Die Kritiker befinden das Neubauprojekt als zu wuchtig, haben Sorge, dass Wollmatingen sein Gesicht verliere und ein Präzedenzfall geschaffen werde, da – wie kolportiert wird – in Wollmatingen weitere Neubauwillige schon in den Startlöchern stünden.
Die beiden Fraktionen machten sich für eine Erhaltungssatzung oder wahlweise für die Aufstellung eines Bebauungsplans stark, scheiterten im Gemeinderat jedoch mit ihrem Antrag.
Der Bauantrag ist bereits eingereicht
Jetzt präsentierten Bauherr und Architekt das Projekt erneut dem Gestaltungsbeirat, bereits zum vierten Mal, wie Architekt Stefan Pfister anmerkte, allerdings erstmals in einer öffentlichen Sitzung.
Einer Diskussion oder Abstimmung bedurfte es hingegen nicht mehr, denn der mehrfach nach den Wünschen und letztlich vom Gestaltungsbeirat goutierten Entwurf wurde bereits als Bauantrag bei der Stadt Konstanz eingereicht.
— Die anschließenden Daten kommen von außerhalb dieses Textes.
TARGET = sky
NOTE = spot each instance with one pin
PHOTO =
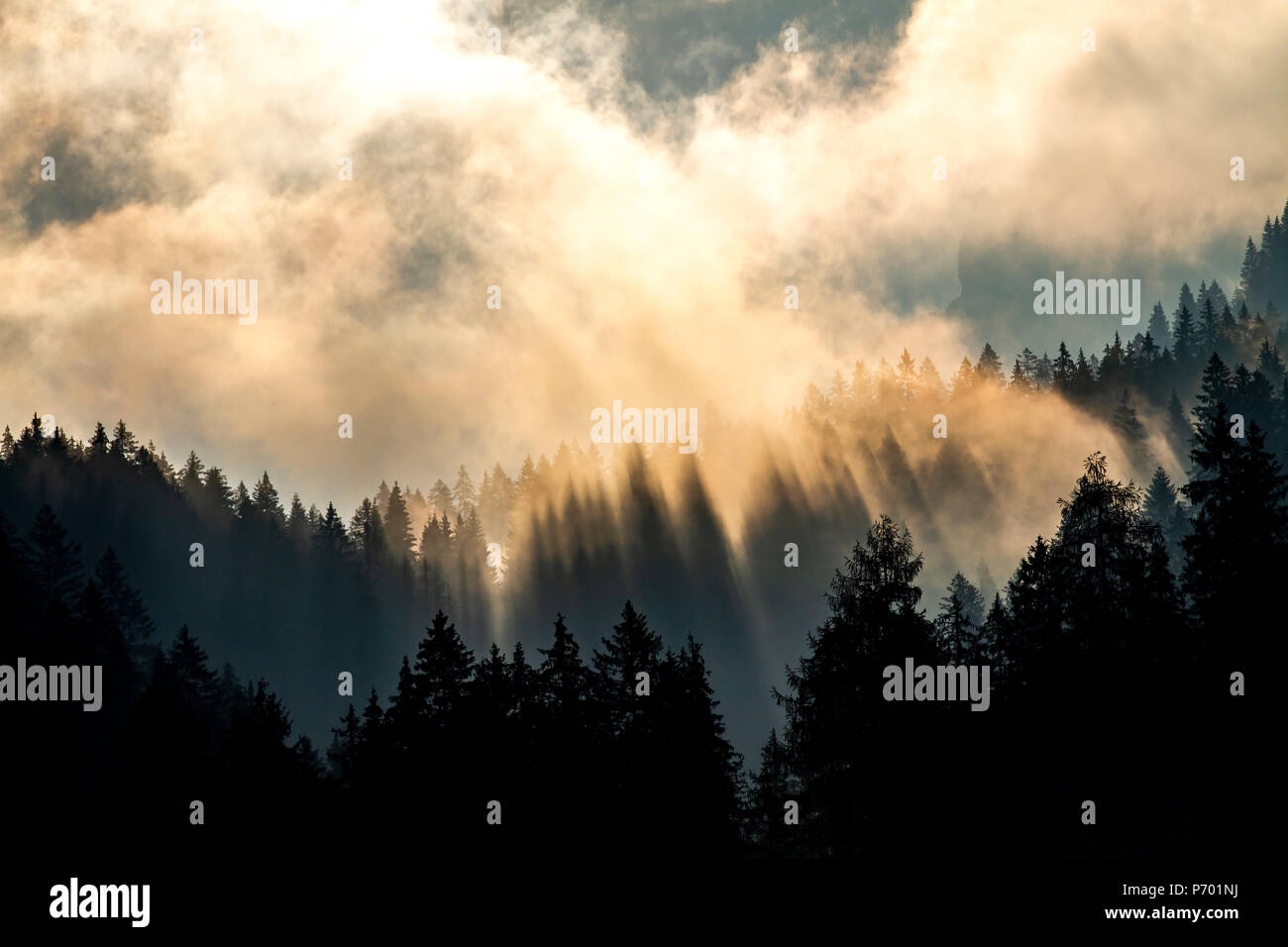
(640, 180)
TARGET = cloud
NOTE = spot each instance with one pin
(642, 241)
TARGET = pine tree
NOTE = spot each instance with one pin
(267, 502)
(127, 608)
(464, 495)
(297, 521)
(631, 650)
(1128, 428)
(189, 480)
(217, 491)
(98, 444)
(188, 661)
(961, 613)
(398, 525)
(1162, 506)
(244, 508)
(988, 368)
(833, 697)
(1063, 371)
(441, 673)
(1239, 522)
(53, 562)
(346, 746)
(563, 680)
(1158, 329)
(439, 499)
(1188, 338)
(124, 445)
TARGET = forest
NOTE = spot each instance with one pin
(605, 567)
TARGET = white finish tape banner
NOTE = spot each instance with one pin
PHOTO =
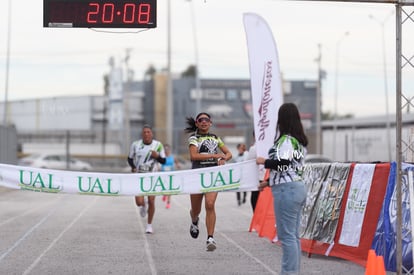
(242, 176)
(265, 80)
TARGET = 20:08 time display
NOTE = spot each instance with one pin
(99, 13)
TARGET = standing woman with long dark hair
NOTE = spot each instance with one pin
(286, 159)
(206, 150)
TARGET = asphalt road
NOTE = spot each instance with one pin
(78, 234)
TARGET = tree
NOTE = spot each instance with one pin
(190, 71)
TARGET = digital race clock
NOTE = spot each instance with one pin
(100, 13)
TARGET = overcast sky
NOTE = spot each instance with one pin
(48, 62)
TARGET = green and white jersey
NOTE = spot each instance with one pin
(287, 148)
(141, 155)
(206, 144)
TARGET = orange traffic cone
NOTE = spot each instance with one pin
(371, 268)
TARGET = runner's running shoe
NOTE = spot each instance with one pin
(211, 244)
(143, 210)
(194, 229)
(149, 229)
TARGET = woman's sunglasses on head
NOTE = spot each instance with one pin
(203, 119)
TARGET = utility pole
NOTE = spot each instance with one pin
(319, 103)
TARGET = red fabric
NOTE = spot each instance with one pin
(263, 220)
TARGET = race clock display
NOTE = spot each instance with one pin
(100, 14)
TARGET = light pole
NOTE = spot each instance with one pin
(170, 106)
(197, 69)
(6, 86)
(318, 102)
(338, 44)
(384, 67)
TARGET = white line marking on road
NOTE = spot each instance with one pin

Gebäude stehen nicht unter Denkmalschutz
Vorgesehen ist, das Bäckereigebäude an der Ecke Kindlebildstraße/Radolfzeller Straße sowie das nebenliegende Gasthaus Linde abzureißen. Beide Gebäude stehen nicht unter Denkmalschutz und weisen einen hohen Sanierungsstau auf, wie Pfister Ende vergangenen Jahres gegenüber dem SÜDKURIER erläuterte.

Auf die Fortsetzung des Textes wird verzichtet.